17 Replies Latest reply on Apr 3, 2013 10:47 PM by vmiura

    OpenCL bug with HD 7790 (Bonaire)

    vmiura

      Hello,

       

      I am hitting an odd bug running one of my OpenCL kernels on a new HD 7790.  This is a kernel that I've verified on a HD 7770, and also on some Fermi and Kepler cards also.

       

      After a lot of narrowing, I am strongly suspecting it's some kind of compiler bug.  Unfortunately it doesn't look like CodeXL will disassemble Bonaire ISA yet so I can't confirm if it's doing something odd.  I also can't debug the kernel.

       

      Are there any known issues with register clobbering or similar?  I have 'AMD APP SDK Runtime 10.0.1124.2'.

       

      I'll try to make a standalone test, but this is the gist of the problem code:

       

      struct MyStruct *m = (__global struct MyStruct *)(basePtr + offset);

       

      if(m->magic != 123)
      {

           ... dump debug diagnostics to global memory  // This never happens

            return;
      }

       

      if(...)
      {

        // loads + arithmetic

         // no stores, and no touching 'm'

      }

      else
      {

         // loads + arithmetic

        // no stores, and no touching 'm'
      }

       

      if(m->magic != 123)
      {

           ... dump debug diagnostics to global memory // This always happens

           return;
      }

       

      The result is that I get the dump the 2nd time I check m->magic not the 1st.  Nothing should be modifying global memory here.  There's just the one kernel running with clFinish before and after - and it's 100% reproducible.

       

      I dumped 'basePtr', 'offset' and 'm' and I can see m is corrupt (m != basePtr + offset).

        • Re: OpenCL bug with HD 7790 (Bonaire)
          himanshu.gautam

          hi vmiura,

          What is the type of basePtr?

          Shouldn't this statement, increment basePtr based on its older type, rather than newer type. This might be the issue.

          struct MyStruct *m = (__global struct MyStruct *)(basePtr + offset);

           

          anyways, please share the testcase, if issue persists.

            • Re: OpenCL bug with HD 7790 (Bonaire)
              vmiura

              Hi Himanshu,

               

              basePtr is __global uchar *.  The offset in bytes is as intended.

               

              Do you know if I can view the ISA disassembly for Bonaire somehow?  It would help me confirm if it's odd code or if it might be something else.

               

              Regards,

              Victor

                • Re: OpenCL bug with HD 7790 (Bonaire)
                  himanshu.gautam

                  Does you structure contain doubles? I suspect some alignment issue here. (or) Alignment mismatch between host and GPU code.

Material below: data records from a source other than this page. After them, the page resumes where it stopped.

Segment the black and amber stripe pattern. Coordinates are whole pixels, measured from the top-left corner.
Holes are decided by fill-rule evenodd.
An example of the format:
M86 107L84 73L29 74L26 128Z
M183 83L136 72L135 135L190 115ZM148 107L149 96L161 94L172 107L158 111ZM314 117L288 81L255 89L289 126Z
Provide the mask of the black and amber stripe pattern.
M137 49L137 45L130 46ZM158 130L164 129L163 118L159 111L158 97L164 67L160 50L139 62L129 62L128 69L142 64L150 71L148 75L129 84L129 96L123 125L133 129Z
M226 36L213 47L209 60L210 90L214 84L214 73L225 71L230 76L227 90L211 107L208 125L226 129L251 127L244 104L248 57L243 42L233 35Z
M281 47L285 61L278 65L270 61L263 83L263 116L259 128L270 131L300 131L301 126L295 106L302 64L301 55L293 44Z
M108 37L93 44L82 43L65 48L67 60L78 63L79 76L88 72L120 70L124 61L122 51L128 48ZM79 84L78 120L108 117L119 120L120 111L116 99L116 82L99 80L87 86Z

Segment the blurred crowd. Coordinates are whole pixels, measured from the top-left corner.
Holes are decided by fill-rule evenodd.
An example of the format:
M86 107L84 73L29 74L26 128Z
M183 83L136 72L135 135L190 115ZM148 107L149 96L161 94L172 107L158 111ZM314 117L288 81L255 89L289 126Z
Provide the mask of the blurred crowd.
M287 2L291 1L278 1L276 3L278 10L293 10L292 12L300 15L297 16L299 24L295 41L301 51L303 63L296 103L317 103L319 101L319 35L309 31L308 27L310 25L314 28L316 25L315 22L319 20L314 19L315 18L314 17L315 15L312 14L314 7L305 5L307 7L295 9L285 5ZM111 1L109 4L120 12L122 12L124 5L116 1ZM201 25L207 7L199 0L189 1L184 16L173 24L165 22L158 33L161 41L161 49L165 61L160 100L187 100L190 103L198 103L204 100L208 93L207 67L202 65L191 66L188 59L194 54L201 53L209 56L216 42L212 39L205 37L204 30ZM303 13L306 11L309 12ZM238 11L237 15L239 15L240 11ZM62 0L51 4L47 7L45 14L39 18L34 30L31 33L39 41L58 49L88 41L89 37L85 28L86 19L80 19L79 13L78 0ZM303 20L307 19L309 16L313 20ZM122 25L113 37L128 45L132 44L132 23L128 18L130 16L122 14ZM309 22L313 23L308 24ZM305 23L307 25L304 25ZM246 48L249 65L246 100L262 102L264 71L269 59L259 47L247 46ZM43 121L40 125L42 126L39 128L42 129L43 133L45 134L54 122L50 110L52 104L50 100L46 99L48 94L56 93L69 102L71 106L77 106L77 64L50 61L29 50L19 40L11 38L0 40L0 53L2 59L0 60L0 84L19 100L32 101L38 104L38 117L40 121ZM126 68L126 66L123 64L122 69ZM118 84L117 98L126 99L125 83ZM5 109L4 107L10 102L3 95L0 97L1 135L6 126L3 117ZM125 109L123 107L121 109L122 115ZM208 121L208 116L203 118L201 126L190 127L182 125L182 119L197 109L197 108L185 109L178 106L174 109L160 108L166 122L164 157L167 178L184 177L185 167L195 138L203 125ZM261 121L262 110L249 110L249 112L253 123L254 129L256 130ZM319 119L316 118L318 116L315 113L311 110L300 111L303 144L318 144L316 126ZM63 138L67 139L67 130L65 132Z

                  What is the data-type of "magic"?

                  Can you please publish your structure? We are more intersted in the data-types than the actual names. So, if it is secret, just remove the field names (except magic) and let us know.....

                   

                  Also, If you are accessing the structure many times, you will be better of to use Structure of field arrays... instead of Array of Structures with fields. The former will make sure your memory accesses are coalesced.

                    • Re: OpenCL bug with HD 7790 (Bonaire)
                      vmiura

                      I'm not using doubles.

                       

                      Here is the structure (with names changed).

                       

                      struct MyStruct

                      {

                                union

                                {

                                          struct

                                          {

                                                    unsigned int magic;

                                                    short a, b;

                                                    short c, d;

                                                    unsigned int e;

                                                    unsigned int f;

                                                    unsigned int g;

                                                    int h, i, j;

                                                    short k, l, m, n;

                                                    unsigned char o;

                                                    unsigned char p;

                       

                       

                                                    unsigned char q, r, s, t;

                                                    unsigned char u, v;

                                                    unsigned char w;

                       

                       

                                                    unsigned char x;

                                                    unsigned char y;

                                                    unsigned char z, a0;

                                                    unsigned char b0,

                                                    unsigned char d0;

                                                    unsigned char e0;

                                                    unsigned char f0;

                                                    unsigned char g0[2];

                                                    unsigned char h0, i0, j0;

                                                    unsigned char k0;

                                          };

                                          unsigned int raw[17];

                                };

                      };

                       

                      Actually I added "magic" so that I could track when the struct was bad.  Originally I found out that my kernel was reading invalid data for field 'f', so then I added 'magic' to the head of the struct and checks in the kernel to make sure I was reading valid initialized data.

                       

                      I suspect the pointer, rather than the value of the struct.  I think the pointer register has gotten clobbered by earlier code.  If I remove the earlier code then it works.

                        • Re: OpenCL bug with HD 7790 (Bonaire)
                          vmiura

                          All threads in my wavefront read from the same element in this struct so coalescing works fine I think.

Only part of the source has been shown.